Cylindrical wave

Question

I know that a wave dependent of the radius (cylindrical symmetry), has a good a approximations as $$u(r,t)=\frac{a}{\sqrt{r}}[f(x-vt)+f(x+vt)]$$ when $r$ is big. I would like to know how to deduce that approximation from the wave equation, which is this (after making symmetry simplifications): $$u_{tt}-v^2\left(u_{rr}+\frac{1}{r}u_r\right)=0$$

Proving that's a good approximation is easy (just plug it in the the equation), I want to know how to deduce that from the above equation.
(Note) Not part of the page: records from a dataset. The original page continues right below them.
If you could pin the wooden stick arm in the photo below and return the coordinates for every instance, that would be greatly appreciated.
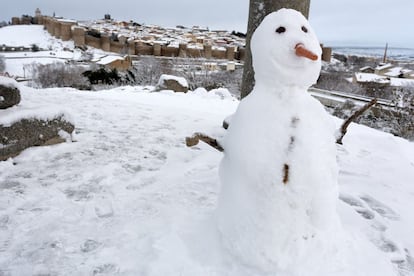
(193, 140)
(352, 118)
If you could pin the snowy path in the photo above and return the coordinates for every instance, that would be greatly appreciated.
(94, 206)
(117, 200)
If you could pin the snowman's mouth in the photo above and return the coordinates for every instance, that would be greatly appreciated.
(301, 51)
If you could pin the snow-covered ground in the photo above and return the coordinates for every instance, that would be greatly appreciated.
(129, 198)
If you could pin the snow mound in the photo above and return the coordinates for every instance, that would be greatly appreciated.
(129, 198)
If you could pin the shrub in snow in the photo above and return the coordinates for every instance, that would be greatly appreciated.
(57, 74)
(9, 93)
(102, 76)
(32, 132)
(174, 83)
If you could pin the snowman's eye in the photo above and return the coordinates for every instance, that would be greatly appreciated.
(281, 29)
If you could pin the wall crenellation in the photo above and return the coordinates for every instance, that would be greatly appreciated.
(122, 44)
(193, 44)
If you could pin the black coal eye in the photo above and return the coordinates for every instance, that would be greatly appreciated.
(281, 29)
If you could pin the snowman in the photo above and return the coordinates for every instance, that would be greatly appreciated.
(277, 204)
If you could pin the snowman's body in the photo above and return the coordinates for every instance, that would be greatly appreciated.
(279, 172)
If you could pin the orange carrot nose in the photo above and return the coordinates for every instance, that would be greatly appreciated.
(301, 51)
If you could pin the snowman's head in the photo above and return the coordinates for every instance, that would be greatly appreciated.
(285, 50)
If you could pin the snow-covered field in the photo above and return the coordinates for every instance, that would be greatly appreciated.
(129, 198)
(51, 49)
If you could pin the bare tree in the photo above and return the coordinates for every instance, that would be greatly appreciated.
(258, 9)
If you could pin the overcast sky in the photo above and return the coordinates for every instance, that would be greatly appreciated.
(337, 22)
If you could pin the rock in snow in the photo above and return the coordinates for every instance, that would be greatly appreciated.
(174, 83)
(9, 93)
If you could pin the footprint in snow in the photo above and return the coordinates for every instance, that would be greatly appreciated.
(368, 207)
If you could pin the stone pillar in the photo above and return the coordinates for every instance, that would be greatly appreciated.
(182, 50)
(157, 49)
(131, 47)
(105, 42)
(230, 52)
(66, 30)
(15, 21)
(208, 50)
(78, 35)
(56, 28)
(326, 54)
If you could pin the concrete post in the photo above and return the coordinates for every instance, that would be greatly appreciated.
(78, 35)
(208, 51)
(157, 49)
(230, 52)
(182, 50)
(105, 43)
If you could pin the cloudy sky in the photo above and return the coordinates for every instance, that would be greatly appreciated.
(338, 22)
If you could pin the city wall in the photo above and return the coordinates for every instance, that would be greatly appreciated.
(69, 30)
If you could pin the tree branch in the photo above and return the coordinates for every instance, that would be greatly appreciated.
(353, 117)
(193, 140)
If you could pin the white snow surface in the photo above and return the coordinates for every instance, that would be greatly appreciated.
(8, 82)
(27, 35)
(129, 198)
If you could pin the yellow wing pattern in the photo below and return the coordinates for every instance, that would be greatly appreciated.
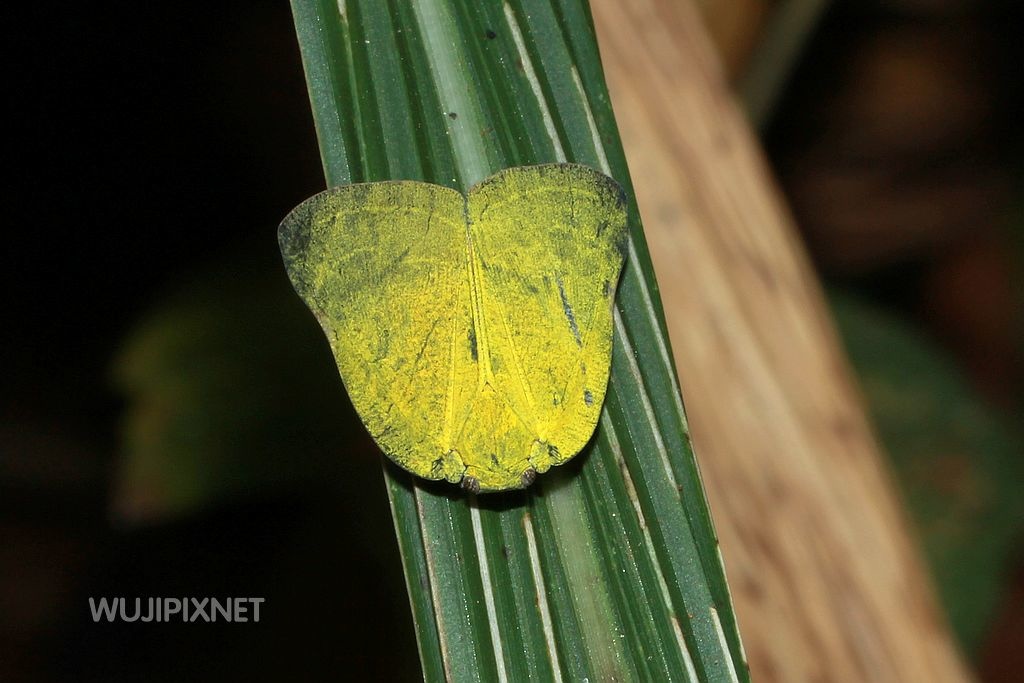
(548, 245)
(474, 338)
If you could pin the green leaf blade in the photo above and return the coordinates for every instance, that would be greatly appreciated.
(608, 568)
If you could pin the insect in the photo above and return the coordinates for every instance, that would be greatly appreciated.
(473, 334)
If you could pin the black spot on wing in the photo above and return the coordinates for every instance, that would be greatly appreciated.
(567, 309)
(471, 336)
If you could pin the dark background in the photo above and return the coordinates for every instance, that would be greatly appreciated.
(150, 329)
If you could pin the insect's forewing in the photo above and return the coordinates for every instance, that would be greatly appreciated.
(548, 247)
(384, 268)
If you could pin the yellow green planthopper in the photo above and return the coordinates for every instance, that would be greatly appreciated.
(473, 333)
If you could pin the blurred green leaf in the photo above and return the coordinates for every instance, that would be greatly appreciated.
(957, 462)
I've been searching and I found this: http://vixra.org/abs/0908.0045, which actually solved me a couple of problems, but the way they do it looks a bit clumsy to me, saying for example that "assuming the function $g$ depends on $r$ so some terms just go away..."

Thanks in advance.

Answer 1

Use the following identity:

$$ r^{-\alpha} \partial^2_{rr} \left( r^\alpha f(r) \right) = f_{rr} + \frac{2\alpha}{r} f_r + \frac{\alpha(\alpha - 1)}{r^2} f $$

Now, by inspection and comparing the above equation to the cylindrical wave equation you have that

$$ u_{tt} - \nu^2(u_{rr} + \frac1r u_r) = u_{tt} - \nu^2 \left( \frac{1}{\sqrt{r}}\partial^2_{rr} \left[ \sqrt{r} u\right] + \frac{1}{4r^{5/2}} \sqrt{r} u\right) $$

So writing $U = \sqrt{r} u$ we have that

$$ U_{tt} - \nu^2 U_{rr}+ \frac{\nu^2}{4r^2} U = 0 $$

So that $U = \sqrt{r} u$ solves the 1 dimensional wave equation up to a term that decays quickly (as inverse square). Hence $u$ is approximated by $1/\sqrt{r}$ times a solution of the 1 dimensional wave equation when $r$ is large.